Brindeau était quelquefois difficile à vivre. Un soir, il rencontre un chroniqueur au café de la Régence.

— Dis donc, gamin, on me dit que tu as mal parlé de moi dans une de tes feuilles de chou.

— Avec plaisir, dit le chroniqueur en riant.

Sur ce mot, Brindeau le soufflette.

— Avec plaisir, dit, à son tour, le comédien, éclatant de rire.

Le jeune journaliste raconta lui-même la scène dans le Figaro, comme si Brindeau lui eût ainsi donné un titre de noblesse.


II

Parmi les femmes qui se disputaient la couronne de la mode, il y eut alors une femme bruyamment spirituelle qui disait : « J’ai de l’esprit pour deux. » Cette femme, c’était la comtesse Le Hon ; elle avait de l’esprit pour elle et pour son mari, un petit ambassadeur qui laissait dire et qui laissait faire, mais qui n’était pas si bête que cela. L’ambassadrice, elle aussi, donnait la comédie dans ses salons, sans parler de la comédie intime. Son hôtel aux Champs-Élysées est encore debout, et il abrite toujours celui du duc de Morny, surnommé par antiphrase : « La niche à Fidèle. »

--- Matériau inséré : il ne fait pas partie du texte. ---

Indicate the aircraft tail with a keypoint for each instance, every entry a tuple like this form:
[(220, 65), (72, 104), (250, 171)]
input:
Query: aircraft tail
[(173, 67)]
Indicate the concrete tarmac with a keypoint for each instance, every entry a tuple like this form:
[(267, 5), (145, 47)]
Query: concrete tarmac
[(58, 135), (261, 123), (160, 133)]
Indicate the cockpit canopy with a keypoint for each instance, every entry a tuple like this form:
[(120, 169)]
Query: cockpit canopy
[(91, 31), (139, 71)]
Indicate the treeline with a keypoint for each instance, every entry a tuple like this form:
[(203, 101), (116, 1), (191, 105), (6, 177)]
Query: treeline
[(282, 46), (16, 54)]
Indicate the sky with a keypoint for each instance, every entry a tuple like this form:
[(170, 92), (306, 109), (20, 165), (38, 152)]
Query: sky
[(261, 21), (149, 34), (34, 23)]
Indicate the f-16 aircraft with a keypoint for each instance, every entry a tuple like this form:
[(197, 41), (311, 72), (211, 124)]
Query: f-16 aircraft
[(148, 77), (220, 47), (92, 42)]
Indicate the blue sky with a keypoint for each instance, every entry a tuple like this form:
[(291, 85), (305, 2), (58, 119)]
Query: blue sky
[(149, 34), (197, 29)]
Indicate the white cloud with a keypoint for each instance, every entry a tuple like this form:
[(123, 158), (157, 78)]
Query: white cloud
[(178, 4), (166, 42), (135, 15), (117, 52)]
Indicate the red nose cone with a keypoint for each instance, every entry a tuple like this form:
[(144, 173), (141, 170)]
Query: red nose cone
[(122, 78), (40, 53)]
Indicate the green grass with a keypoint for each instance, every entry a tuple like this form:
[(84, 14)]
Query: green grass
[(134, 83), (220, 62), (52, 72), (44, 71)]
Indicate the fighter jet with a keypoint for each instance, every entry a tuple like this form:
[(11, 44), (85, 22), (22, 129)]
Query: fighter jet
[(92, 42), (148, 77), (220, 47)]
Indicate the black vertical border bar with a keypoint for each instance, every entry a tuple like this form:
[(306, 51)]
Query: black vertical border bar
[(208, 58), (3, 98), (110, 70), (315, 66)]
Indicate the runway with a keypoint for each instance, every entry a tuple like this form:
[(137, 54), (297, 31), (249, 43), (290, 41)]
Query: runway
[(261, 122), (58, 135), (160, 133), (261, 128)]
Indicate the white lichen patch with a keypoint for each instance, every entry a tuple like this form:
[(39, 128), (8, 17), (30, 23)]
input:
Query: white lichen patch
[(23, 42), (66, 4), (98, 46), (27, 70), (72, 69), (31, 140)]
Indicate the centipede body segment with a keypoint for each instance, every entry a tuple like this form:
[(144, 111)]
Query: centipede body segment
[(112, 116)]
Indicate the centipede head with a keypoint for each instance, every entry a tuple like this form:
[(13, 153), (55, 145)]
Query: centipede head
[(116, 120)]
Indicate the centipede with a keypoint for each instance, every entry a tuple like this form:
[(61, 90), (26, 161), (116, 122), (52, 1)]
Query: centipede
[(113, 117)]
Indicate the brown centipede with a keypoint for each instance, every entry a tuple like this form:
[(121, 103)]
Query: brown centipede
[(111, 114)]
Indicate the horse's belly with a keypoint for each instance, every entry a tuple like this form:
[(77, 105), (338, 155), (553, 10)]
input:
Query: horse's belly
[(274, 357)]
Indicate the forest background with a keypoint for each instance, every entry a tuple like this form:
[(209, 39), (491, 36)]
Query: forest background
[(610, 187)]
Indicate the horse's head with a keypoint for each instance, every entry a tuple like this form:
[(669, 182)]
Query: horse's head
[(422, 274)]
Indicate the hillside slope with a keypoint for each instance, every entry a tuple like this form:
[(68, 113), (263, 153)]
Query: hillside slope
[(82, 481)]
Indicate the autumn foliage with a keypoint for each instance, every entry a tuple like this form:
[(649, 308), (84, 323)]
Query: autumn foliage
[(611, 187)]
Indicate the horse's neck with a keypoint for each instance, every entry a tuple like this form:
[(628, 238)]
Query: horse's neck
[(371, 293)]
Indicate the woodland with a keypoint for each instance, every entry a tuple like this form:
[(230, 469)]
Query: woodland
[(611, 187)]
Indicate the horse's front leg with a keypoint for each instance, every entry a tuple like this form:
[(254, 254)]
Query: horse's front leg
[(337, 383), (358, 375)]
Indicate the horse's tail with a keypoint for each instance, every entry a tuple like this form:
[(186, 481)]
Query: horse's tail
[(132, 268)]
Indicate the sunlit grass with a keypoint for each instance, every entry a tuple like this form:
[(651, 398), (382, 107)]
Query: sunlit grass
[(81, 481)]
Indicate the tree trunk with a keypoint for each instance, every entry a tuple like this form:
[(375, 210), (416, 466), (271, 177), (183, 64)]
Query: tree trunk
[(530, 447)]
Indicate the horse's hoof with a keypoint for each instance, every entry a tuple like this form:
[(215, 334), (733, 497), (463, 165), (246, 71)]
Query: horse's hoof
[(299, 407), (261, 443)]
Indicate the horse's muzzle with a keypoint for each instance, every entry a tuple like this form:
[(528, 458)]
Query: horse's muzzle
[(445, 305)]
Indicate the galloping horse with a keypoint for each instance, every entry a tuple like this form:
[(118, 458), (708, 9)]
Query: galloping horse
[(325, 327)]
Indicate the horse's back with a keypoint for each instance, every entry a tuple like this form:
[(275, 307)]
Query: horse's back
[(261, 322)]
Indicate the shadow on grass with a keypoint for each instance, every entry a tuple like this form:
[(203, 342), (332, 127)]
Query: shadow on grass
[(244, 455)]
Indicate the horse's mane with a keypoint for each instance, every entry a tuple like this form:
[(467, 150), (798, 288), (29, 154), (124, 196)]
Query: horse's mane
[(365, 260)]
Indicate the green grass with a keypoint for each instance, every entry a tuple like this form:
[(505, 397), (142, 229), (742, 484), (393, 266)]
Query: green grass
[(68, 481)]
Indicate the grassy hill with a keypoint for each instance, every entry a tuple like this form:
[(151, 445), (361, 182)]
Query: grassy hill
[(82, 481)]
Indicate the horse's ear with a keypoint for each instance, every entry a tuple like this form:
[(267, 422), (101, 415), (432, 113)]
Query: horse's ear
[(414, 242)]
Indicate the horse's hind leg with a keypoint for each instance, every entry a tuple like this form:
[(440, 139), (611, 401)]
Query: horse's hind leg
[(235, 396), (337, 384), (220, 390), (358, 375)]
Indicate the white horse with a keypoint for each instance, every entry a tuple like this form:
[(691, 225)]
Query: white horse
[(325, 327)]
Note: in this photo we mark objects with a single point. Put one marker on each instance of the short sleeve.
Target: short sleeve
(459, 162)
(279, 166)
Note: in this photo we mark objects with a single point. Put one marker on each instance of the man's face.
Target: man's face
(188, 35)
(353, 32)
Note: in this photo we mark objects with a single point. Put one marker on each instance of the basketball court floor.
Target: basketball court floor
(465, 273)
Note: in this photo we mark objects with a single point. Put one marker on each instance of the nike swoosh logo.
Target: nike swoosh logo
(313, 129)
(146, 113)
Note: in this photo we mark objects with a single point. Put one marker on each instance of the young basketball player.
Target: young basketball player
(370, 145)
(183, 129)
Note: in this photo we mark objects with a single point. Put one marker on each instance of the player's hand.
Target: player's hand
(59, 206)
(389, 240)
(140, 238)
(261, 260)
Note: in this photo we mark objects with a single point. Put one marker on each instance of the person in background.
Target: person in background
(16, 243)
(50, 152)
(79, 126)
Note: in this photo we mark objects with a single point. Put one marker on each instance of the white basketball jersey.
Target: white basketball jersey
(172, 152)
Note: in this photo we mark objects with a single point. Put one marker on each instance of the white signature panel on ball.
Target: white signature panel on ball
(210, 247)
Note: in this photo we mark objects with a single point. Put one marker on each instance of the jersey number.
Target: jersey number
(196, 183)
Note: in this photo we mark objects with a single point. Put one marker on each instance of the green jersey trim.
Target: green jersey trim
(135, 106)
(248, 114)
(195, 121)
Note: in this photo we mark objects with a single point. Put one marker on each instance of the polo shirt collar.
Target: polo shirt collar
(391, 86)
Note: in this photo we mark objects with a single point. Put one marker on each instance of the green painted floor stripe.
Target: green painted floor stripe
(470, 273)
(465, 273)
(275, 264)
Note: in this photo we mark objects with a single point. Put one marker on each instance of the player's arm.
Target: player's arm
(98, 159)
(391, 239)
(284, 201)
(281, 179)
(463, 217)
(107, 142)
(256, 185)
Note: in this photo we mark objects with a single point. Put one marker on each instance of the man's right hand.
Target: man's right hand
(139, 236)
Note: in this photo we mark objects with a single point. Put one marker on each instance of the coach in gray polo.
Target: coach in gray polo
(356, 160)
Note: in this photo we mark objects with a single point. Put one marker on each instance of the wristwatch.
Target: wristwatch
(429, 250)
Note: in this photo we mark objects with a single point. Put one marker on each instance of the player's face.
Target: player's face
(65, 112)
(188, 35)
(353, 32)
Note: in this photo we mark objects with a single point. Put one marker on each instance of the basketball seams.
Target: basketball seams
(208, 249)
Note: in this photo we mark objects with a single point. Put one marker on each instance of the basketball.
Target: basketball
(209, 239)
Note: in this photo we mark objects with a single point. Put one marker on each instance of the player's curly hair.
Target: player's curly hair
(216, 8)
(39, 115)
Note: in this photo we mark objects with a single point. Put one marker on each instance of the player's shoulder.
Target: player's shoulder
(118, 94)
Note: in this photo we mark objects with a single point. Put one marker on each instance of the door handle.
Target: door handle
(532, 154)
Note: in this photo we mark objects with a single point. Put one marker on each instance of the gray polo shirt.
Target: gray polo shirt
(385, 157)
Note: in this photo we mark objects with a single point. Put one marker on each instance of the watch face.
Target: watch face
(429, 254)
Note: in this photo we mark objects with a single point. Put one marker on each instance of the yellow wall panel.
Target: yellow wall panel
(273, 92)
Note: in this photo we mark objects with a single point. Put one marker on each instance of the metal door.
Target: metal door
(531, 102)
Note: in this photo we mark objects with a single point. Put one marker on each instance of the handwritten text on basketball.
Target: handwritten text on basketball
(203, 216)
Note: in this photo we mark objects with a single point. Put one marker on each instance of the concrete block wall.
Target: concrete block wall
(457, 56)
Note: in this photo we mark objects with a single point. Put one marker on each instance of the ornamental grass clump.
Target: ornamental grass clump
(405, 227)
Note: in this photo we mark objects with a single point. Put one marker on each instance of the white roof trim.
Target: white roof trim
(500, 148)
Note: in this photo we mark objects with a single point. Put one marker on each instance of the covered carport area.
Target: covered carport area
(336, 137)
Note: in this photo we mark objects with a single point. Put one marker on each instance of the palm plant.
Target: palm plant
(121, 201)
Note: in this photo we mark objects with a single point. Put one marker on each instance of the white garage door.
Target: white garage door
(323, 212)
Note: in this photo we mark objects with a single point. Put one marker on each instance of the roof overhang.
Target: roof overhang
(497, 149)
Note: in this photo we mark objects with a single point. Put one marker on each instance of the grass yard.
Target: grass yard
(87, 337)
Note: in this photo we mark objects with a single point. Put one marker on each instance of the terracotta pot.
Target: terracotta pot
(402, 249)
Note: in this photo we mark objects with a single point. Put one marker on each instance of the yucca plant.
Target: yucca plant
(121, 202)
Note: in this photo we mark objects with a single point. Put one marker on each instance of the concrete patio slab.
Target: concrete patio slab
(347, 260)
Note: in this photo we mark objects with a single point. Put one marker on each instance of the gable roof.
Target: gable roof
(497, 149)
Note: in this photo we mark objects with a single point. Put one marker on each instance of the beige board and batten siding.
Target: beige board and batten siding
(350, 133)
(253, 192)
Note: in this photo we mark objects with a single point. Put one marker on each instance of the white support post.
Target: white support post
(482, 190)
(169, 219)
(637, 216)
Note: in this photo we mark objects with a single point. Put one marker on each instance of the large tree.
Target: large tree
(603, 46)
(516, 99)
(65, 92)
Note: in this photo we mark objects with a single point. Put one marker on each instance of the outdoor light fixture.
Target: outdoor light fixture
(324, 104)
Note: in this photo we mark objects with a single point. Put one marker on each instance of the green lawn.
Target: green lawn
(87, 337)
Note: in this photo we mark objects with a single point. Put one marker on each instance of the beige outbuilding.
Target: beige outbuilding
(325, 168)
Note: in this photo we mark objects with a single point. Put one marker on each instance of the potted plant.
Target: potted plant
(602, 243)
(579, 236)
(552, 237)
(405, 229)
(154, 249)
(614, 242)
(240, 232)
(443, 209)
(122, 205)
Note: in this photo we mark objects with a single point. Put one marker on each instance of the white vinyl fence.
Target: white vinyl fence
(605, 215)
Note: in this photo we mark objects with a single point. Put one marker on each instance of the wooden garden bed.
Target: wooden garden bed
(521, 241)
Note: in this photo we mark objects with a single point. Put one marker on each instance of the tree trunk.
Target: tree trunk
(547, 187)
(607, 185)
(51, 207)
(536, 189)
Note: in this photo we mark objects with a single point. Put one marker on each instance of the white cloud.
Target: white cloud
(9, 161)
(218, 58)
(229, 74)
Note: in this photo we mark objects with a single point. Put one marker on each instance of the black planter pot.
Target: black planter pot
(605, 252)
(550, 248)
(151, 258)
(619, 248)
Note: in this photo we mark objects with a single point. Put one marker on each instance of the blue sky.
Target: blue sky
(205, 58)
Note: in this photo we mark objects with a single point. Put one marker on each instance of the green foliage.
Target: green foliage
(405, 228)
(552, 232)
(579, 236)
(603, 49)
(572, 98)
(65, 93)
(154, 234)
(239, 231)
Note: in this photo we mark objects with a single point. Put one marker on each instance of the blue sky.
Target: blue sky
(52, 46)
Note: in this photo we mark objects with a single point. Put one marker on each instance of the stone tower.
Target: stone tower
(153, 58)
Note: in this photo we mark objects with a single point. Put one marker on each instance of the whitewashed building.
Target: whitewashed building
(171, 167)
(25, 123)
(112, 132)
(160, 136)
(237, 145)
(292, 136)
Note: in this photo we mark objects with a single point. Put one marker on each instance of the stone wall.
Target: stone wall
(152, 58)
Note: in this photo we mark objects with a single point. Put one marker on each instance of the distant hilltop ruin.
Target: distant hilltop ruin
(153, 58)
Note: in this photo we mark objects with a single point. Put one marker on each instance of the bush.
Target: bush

Ma première invitation chez la comtesse Le Hon me fit autant de plaisir que ma stalle d’orchestre à la première représentation de Lucrèce Borgia. La comtesse était une grande metteuse en scène, avec l’amour du faste et du théâtre. Tout salon parisien est un théâtre. Seulement, il faut avoir ses acteurs et connaître son public ; ne pas allumer les chandelles ni trop tôt, ni trop tard ; frapper les trois coups quand c’est l’heure ; ne pas donner trop souvent la même comédie ; finir la représentation quand on s’amuse encore.